A nuclear-armed Iran would certainly pose no threat to any of the six countries that signed the Joint Comprehensive Plan of Action (JCPOA), the 2015 deal that put Iran’s nuclear weapons programme on hold. The US, Britain, France, Germany, Russia and China all have far more nuclear weapons than Iran would ever possess. Deterrence still works.
So why did they bother? Probably because they prefer an Israeli monopoly on nuclear weapons in the Middle East. They don’t all love Israel but if more countries in the region had nukes, the Middle East’s endless wars might one day lead to a local nuclear exchange.
So, there was general support on the United Nations Security Council for stopping Iran from getting nuclear weapons and UN sanctions were placed on Iran from 2006 onwards. The deal that was signed in 2015 ended all UN sanctions and the severe US sanctions, which targeted Iranian banks and oil exports.

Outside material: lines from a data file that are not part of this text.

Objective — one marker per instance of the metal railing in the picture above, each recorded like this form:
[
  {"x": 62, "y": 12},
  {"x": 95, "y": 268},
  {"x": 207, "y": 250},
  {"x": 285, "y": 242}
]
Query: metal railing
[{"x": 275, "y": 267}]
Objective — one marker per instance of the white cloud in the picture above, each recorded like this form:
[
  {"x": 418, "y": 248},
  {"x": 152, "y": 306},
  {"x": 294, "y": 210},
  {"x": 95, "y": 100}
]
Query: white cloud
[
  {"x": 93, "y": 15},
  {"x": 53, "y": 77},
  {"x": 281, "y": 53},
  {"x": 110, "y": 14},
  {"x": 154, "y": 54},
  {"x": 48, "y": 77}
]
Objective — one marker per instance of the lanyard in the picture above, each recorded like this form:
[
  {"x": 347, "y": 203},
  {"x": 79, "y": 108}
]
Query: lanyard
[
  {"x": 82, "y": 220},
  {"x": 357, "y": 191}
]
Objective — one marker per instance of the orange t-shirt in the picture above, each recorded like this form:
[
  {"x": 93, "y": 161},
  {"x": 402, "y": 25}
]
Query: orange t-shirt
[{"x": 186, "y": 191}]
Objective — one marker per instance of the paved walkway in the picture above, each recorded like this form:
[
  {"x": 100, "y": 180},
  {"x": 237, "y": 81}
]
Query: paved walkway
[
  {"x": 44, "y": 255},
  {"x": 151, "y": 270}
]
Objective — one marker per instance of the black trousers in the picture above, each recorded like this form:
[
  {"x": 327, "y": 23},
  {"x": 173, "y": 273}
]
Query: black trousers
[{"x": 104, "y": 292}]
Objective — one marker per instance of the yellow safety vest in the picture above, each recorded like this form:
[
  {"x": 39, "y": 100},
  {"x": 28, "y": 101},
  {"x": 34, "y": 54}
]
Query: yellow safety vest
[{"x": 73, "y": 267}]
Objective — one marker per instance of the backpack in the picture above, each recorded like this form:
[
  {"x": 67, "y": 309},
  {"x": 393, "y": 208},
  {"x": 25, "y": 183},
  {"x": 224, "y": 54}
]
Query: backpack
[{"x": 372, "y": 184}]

Unfortunately, Iran remained excluded from the world banking system because banks feared the reimposition of the sanctions, so much of the economic relief Iran expected from the end of sanctions never arrived. There is therefore growing hostility in Iran to the JCPOA deal. But why is it even stronger in the White House?
Trump talks about Iran “cheating” on the deal. (International Atomic Energy Agency inspectors have certified 11 times since 2016 that Iran is meeting its obligations.)
He calls the deal “insane”, complaining that it imposed only a 10-year ban on Iran’s nuclear activities, did not stop the country from testing missiles and did not stop it from interfering in other countries. “They should have made a deal that covered Yemen, Syria and other parts of the Middle East,” he said.
These are birds in the bush and they were never within reach. It took two years of negotiation just to get a deal for 10 years. The deal accepted by Barack Obama in 2015 was realistic; Trump’s preferred substitute is pure fantasy.
What drives Trump’s hatred of the deal, in all likelihood, is the fact that it was one of Obama’s major successes. It fits a pattern: Trump’s cancellation of the transpacific trade deal, the US withdrawal from the climate pact and the unsuccessful assault on healthcare (Obamacare).
So Trump will repudiate the Iran deal on May 12. It will probably then die. And in Pyongyang, Kim Jong-un will draw his conclusions about the reliability of the US as a negotiating partner.